I wanted my students to have a chance to think about a real problem and to actually try their hand at solving it with archival materials that they had themselves identified.

—Anne McCants

  • Find an archive easily accessible within the confines of the semester.
  • Determine if there is an existing literature that addresses this archive in particular or is relevant to its contents. If there is such a literature, consult it as one would for any course research paper.
  • Establish what questions seem well settled in that literature, and what questions remain open.
  • Decide which of these open questions the archive could help answer.
  • Articulate which of these questions they wanted to investigate using the archive (or really, which questions interested them and why).
  • Share the answers they found in the archive (either preliminary research findings, or historiographical in nature) in a final paper and oral presentation.

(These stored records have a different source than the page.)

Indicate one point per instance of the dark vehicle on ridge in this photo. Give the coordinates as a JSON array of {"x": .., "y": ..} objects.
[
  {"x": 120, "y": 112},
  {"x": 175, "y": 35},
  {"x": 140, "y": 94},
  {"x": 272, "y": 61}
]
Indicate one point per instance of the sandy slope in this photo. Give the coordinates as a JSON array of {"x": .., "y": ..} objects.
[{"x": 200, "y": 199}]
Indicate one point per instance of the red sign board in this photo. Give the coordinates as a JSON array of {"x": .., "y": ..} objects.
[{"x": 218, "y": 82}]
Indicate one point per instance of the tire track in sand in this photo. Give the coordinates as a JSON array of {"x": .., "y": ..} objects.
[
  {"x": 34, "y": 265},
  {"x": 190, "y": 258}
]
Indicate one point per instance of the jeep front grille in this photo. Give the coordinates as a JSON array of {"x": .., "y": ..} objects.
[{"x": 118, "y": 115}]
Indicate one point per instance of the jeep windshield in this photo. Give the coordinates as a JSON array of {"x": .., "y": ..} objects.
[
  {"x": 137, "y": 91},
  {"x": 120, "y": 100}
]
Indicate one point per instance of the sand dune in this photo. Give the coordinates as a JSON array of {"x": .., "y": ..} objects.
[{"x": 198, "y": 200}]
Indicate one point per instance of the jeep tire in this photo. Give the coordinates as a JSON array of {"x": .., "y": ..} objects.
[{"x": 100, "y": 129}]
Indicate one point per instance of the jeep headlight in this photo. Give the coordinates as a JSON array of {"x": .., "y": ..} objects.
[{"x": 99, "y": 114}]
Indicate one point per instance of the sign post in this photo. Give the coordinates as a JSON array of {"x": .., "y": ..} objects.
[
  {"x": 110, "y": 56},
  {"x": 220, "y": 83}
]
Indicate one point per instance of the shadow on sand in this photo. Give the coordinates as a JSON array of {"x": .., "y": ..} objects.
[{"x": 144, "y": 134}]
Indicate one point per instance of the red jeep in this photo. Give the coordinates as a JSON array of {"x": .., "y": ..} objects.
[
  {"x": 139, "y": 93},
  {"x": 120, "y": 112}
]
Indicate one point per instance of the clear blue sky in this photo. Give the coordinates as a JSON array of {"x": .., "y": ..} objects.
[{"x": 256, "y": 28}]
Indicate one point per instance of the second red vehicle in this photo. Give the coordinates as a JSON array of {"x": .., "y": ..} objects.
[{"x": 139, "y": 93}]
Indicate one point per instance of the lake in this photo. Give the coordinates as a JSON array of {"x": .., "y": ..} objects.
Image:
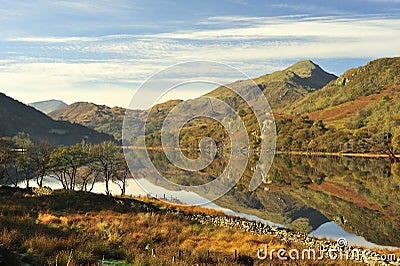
[{"x": 332, "y": 197}]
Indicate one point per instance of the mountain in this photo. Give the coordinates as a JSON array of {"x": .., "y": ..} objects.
[
  {"x": 377, "y": 77},
  {"x": 17, "y": 117},
  {"x": 285, "y": 86},
  {"x": 280, "y": 87},
  {"x": 99, "y": 117},
  {"x": 48, "y": 106},
  {"x": 358, "y": 112}
]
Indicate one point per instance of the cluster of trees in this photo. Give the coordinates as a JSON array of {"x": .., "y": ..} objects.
[{"x": 76, "y": 167}]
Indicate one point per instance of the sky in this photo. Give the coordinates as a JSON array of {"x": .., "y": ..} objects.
[{"x": 102, "y": 51}]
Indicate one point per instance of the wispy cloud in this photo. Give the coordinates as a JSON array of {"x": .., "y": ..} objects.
[{"x": 83, "y": 66}]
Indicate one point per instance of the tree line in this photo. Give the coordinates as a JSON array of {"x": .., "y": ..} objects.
[{"x": 76, "y": 167}]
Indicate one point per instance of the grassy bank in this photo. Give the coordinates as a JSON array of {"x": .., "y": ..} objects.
[{"x": 77, "y": 228}]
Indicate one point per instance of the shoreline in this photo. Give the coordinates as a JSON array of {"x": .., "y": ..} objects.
[{"x": 337, "y": 154}]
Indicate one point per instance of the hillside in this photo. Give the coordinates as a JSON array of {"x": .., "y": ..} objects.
[
  {"x": 286, "y": 86},
  {"x": 280, "y": 87},
  {"x": 17, "y": 117},
  {"x": 48, "y": 106},
  {"x": 358, "y": 112},
  {"x": 313, "y": 110},
  {"x": 99, "y": 117},
  {"x": 79, "y": 228}
]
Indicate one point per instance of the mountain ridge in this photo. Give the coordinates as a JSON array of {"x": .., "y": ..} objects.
[
  {"x": 17, "y": 117},
  {"x": 48, "y": 106}
]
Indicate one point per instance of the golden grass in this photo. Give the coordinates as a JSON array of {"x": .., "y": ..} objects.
[{"x": 51, "y": 234}]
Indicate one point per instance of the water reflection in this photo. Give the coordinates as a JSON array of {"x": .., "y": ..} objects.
[{"x": 304, "y": 193}]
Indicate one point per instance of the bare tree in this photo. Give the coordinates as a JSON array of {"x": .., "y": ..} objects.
[
  {"x": 122, "y": 174},
  {"x": 40, "y": 154},
  {"x": 65, "y": 162},
  {"x": 105, "y": 161}
]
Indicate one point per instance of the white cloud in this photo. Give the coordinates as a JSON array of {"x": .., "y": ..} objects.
[{"x": 119, "y": 63}]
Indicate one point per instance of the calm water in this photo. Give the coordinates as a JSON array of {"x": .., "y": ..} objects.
[{"x": 330, "y": 197}]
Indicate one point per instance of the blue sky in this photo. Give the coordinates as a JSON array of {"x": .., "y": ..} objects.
[{"x": 101, "y": 51}]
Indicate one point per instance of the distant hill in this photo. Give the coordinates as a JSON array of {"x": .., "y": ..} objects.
[
  {"x": 99, "y": 117},
  {"x": 280, "y": 88},
  {"x": 285, "y": 86},
  {"x": 354, "y": 113},
  {"x": 17, "y": 117},
  {"x": 48, "y": 106}
]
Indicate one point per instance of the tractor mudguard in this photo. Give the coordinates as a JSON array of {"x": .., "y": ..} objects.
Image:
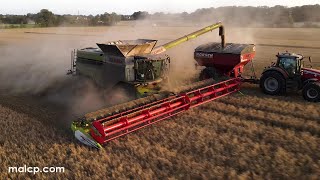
[{"x": 309, "y": 81}]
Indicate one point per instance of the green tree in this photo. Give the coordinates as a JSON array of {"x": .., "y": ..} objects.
[{"x": 45, "y": 18}]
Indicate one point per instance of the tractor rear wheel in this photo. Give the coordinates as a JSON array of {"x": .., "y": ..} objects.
[
  {"x": 311, "y": 92},
  {"x": 273, "y": 83}
]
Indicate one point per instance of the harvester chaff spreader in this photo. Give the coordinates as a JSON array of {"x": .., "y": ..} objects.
[{"x": 141, "y": 67}]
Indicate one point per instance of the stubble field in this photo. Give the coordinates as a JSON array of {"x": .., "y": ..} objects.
[{"x": 248, "y": 135}]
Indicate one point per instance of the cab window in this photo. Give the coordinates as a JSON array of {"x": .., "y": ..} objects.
[{"x": 288, "y": 64}]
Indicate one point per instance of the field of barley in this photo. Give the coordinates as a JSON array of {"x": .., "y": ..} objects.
[{"x": 246, "y": 135}]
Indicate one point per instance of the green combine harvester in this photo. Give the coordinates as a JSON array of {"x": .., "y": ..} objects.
[{"x": 137, "y": 67}]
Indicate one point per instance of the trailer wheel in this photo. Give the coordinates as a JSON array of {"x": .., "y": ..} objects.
[
  {"x": 311, "y": 92},
  {"x": 208, "y": 73},
  {"x": 272, "y": 83}
]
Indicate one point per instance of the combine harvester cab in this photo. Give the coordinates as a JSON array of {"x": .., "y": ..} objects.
[
  {"x": 104, "y": 125},
  {"x": 123, "y": 64}
]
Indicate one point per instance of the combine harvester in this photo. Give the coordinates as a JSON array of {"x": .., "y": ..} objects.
[{"x": 140, "y": 69}]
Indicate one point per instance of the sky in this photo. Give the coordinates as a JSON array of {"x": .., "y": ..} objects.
[{"x": 94, "y": 7}]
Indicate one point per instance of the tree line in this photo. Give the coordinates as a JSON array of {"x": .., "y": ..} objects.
[
  {"x": 277, "y": 16},
  {"x": 46, "y": 18}
]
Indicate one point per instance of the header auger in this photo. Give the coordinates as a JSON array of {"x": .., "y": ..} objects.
[{"x": 142, "y": 67}]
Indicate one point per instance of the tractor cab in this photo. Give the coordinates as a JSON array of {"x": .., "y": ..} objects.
[{"x": 291, "y": 63}]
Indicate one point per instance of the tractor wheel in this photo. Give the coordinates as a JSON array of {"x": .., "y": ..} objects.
[
  {"x": 273, "y": 83},
  {"x": 311, "y": 92}
]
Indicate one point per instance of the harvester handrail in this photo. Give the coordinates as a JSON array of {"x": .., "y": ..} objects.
[{"x": 193, "y": 35}]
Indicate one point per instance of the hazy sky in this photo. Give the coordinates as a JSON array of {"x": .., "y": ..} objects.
[{"x": 129, "y": 6}]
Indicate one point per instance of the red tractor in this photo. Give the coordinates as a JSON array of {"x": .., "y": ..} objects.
[{"x": 288, "y": 73}]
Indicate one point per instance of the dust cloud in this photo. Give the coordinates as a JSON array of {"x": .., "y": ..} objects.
[{"x": 36, "y": 64}]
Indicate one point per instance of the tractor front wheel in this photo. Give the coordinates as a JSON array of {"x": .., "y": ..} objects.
[
  {"x": 311, "y": 92},
  {"x": 272, "y": 83}
]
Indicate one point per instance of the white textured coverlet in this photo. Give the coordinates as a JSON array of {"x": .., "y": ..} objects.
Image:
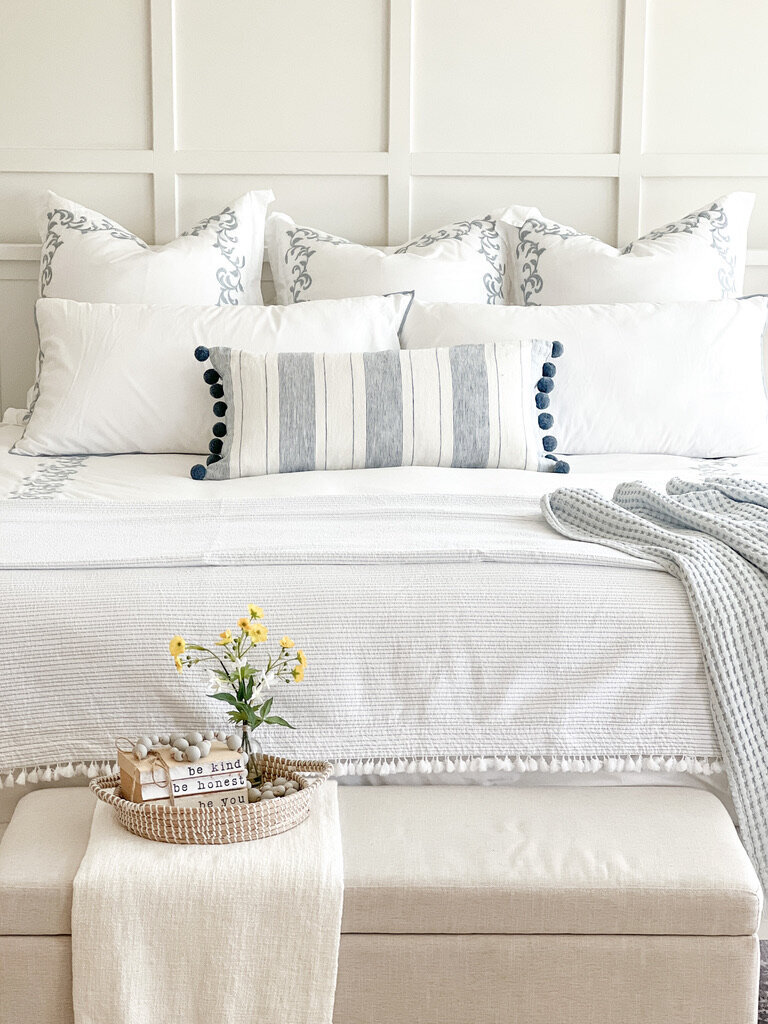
[{"x": 247, "y": 932}]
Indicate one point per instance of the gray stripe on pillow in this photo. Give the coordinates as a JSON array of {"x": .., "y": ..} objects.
[
  {"x": 471, "y": 424},
  {"x": 383, "y": 409},
  {"x": 297, "y": 428}
]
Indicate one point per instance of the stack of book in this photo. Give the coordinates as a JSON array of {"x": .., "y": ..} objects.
[{"x": 218, "y": 779}]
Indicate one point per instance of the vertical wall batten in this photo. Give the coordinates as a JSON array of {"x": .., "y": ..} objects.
[
  {"x": 164, "y": 120},
  {"x": 400, "y": 107},
  {"x": 631, "y": 131}
]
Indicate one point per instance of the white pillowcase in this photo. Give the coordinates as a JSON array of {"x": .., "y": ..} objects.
[
  {"x": 677, "y": 378},
  {"x": 700, "y": 256},
  {"x": 90, "y": 258},
  {"x": 464, "y": 262},
  {"x": 123, "y": 378}
]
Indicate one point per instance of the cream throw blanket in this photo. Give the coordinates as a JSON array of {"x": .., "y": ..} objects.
[{"x": 248, "y": 932}]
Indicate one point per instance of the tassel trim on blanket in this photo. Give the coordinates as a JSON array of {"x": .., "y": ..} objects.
[{"x": 682, "y": 764}]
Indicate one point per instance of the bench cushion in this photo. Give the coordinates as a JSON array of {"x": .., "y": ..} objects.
[{"x": 448, "y": 860}]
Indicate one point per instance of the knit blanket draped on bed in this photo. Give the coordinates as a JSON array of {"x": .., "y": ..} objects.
[
  {"x": 714, "y": 538},
  {"x": 245, "y": 932}
]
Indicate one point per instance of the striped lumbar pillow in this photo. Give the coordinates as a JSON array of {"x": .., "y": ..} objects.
[{"x": 470, "y": 407}]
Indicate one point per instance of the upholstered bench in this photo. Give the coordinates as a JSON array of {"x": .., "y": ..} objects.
[{"x": 468, "y": 906}]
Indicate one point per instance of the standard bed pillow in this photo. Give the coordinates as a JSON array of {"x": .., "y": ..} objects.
[
  {"x": 700, "y": 256},
  {"x": 119, "y": 378},
  {"x": 675, "y": 378},
  {"x": 468, "y": 407},
  {"x": 89, "y": 258},
  {"x": 464, "y": 262}
]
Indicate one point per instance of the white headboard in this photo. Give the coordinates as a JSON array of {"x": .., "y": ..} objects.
[{"x": 374, "y": 119}]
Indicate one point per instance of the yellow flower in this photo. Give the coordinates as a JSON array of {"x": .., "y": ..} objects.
[
  {"x": 177, "y": 645},
  {"x": 257, "y": 632}
]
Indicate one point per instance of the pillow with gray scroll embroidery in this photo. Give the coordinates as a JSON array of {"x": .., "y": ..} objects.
[{"x": 701, "y": 256}]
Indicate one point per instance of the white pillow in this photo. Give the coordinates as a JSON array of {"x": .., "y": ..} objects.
[
  {"x": 123, "y": 378},
  {"x": 464, "y": 262},
  {"x": 700, "y": 256},
  {"x": 90, "y": 258},
  {"x": 677, "y": 378}
]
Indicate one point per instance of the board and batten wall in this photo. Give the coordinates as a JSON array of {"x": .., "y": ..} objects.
[{"x": 374, "y": 119}]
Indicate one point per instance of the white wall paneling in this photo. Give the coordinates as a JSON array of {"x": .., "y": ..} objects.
[{"x": 374, "y": 119}]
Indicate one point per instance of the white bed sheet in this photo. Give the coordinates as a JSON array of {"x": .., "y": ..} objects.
[{"x": 675, "y": 702}]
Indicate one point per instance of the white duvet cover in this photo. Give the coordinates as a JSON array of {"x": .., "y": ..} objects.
[{"x": 451, "y": 634}]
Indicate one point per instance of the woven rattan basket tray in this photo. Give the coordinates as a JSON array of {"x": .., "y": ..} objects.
[{"x": 214, "y": 825}]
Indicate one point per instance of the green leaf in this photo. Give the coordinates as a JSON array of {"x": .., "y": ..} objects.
[
  {"x": 226, "y": 697},
  {"x": 276, "y": 720}
]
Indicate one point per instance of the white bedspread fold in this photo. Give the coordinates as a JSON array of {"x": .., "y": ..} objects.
[{"x": 200, "y": 934}]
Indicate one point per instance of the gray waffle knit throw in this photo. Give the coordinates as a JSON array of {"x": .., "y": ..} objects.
[{"x": 714, "y": 538}]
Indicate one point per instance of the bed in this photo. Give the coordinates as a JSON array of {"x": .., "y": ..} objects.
[{"x": 484, "y": 647}]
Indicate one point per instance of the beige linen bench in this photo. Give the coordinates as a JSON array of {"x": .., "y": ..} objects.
[{"x": 468, "y": 906}]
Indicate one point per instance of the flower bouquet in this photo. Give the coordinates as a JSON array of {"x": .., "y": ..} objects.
[{"x": 236, "y": 680}]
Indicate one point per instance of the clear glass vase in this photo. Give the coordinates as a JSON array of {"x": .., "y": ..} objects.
[{"x": 252, "y": 751}]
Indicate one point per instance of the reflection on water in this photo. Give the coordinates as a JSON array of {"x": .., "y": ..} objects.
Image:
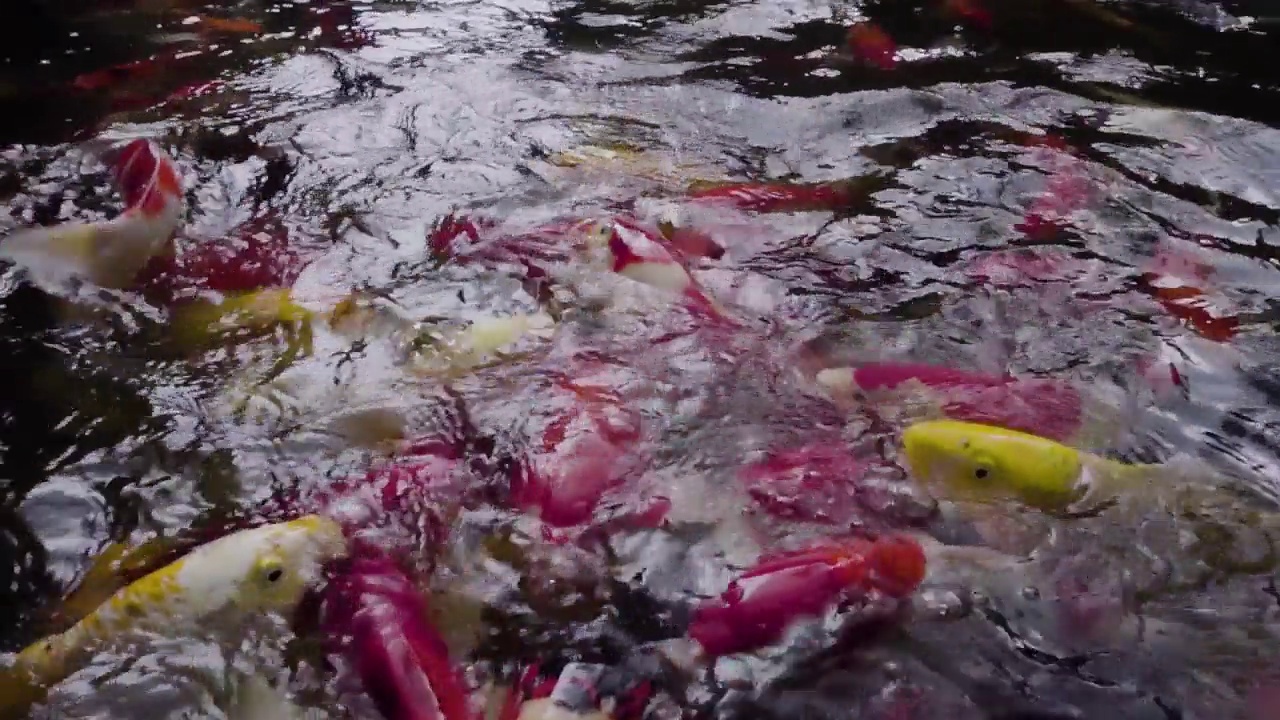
[{"x": 1125, "y": 140}]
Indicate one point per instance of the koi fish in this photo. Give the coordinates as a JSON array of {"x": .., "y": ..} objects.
[
  {"x": 640, "y": 255},
  {"x": 576, "y": 693},
  {"x": 1042, "y": 406},
  {"x": 872, "y": 45},
  {"x": 246, "y": 574},
  {"x": 254, "y": 698},
  {"x": 816, "y": 483},
  {"x": 480, "y": 342},
  {"x": 624, "y": 160},
  {"x": 1175, "y": 281},
  {"x": 1069, "y": 188},
  {"x": 586, "y": 451},
  {"x": 759, "y": 606},
  {"x": 991, "y": 461},
  {"x": 376, "y": 619},
  {"x": 775, "y": 197},
  {"x": 403, "y": 492},
  {"x": 109, "y": 254},
  {"x": 256, "y": 256},
  {"x": 970, "y": 12}
]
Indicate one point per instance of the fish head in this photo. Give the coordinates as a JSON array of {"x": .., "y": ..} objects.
[
  {"x": 260, "y": 570},
  {"x": 289, "y": 560},
  {"x": 988, "y": 463}
]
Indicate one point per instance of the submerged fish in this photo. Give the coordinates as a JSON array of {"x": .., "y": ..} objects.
[
  {"x": 990, "y": 460},
  {"x": 1045, "y": 406},
  {"x": 378, "y": 620},
  {"x": 109, "y": 254},
  {"x": 238, "y": 577}
]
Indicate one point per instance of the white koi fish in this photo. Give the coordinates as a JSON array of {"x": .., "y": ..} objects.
[
  {"x": 234, "y": 579},
  {"x": 109, "y": 254}
]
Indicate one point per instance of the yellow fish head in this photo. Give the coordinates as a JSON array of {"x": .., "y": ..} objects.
[
  {"x": 264, "y": 569},
  {"x": 988, "y": 463}
]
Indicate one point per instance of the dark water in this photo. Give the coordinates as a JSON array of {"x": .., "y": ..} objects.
[{"x": 361, "y": 124}]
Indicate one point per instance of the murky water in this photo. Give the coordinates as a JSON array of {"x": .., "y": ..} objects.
[{"x": 356, "y": 127}]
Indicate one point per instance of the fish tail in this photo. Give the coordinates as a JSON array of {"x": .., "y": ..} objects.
[
  {"x": 72, "y": 241},
  {"x": 42, "y": 665},
  {"x": 147, "y": 178}
]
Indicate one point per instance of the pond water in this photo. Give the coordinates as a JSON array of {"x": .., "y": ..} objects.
[{"x": 1142, "y": 130}]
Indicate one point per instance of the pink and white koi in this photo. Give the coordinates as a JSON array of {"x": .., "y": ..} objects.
[{"x": 109, "y": 254}]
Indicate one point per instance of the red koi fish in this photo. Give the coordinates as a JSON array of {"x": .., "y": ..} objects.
[
  {"x": 635, "y": 253},
  {"x": 117, "y": 74},
  {"x": 376, "y": 620},
  {"x": 401, "y": 504},
  {"x": 257, "y": 255},
  {"x": 1262, "y": 700},
  {"x": 776, "y": 197},
  {"x": 576, "y": 691},
  {"x": 759, "y": 606},
  {"x": 1024, "y": 267},
  {"x": 1174, "y": 279},
  {"x": 1046, "y": 408},
  {"x": 588, "y": 451},
  {"x": 872, "y": 45},
  {"x": 620, "y": 245},
  {"x": 813, "y": 483},
  {"x": 1068, "y": 190},
  {"x": 970, "y": 12},
  {"x": 113, "y": 253}
]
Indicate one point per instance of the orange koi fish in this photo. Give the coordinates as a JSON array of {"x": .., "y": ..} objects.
[{"x": 872, "y": 45}]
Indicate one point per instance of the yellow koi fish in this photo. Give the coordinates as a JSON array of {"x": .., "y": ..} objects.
[
  {"x": 234, "y": 578},
  {"x": 991, "y": 461}
]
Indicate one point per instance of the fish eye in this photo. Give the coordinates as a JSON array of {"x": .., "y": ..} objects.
[{"x": 270, "y": 569}]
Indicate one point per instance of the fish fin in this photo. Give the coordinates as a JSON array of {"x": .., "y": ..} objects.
[{"x": 72, "y": 241}]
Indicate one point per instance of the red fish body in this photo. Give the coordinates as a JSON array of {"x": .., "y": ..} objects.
[
  {"x": 813, "y": 483},
  {"x": 576, "y": 689},
  {"x": 775, "y": 197},
  {"x": 1175, "y": 279},
  {"x": 872, "y": 45},
  {"x": 586, "y": 451},
  {"x": 621, "y": 245},
  {"x": 112, "y": 253},
  {"x": 256, "y": 255},
  {"x": 1046, "y": 408},
  {"x": 376, "y": 619},
  {"x": 398, "y": 505},
  {"x": 759, "y": 606}
]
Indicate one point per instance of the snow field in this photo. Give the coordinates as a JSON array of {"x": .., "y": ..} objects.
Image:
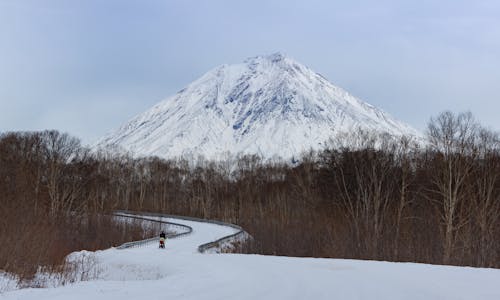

Risks and Benefits of the Archive-based Research Paper

The dangers of this kind of assignment are, of course, several: students may never manage to identify a problem, or an archive to address their problem, or they might fail to understand what the literature has already said about their problem so that it becomes a trivial exercise. Still, even with those potential problems, I think the value of the assignment for building real confidence in being an historian, and frankly, for having a lot more fun, outweighs the risks. All of the students, with the exception of one, who really knew what he wanted to do before stepping into the class, did in fact struggle with finding an archive. But we met regularly, or emailed regularly, until they figured something out, and all of them came up with entirely reasonable projects for the final analysis.

While none of their papers would yet stand the scrutiny of outside review, they did in fact all produce work that would constitute legitimate historical analysis—and their archives ended up being pretty cool, too. They ranged from an internet collection of oral history interviews with early women astronomers, to a content analysis of Artificial Intelligence research in popular science journals from the 1970s, to a comparative word analysis of changing references to mosquitoes in Time Magazine and the Economist between 1920 and 1950, to a study focused on a set of drawings for building tuberculosis sanitoria in the early 20th century, to a full archive survey of a Harvard collection relating to the creation of GIS software systems.

The fact that we had such a wide range of types of archives (some found, some made) generating such diverse types of questions, made our discussion of each student’s work at the end of the term incredibly interesting and, I think, educational.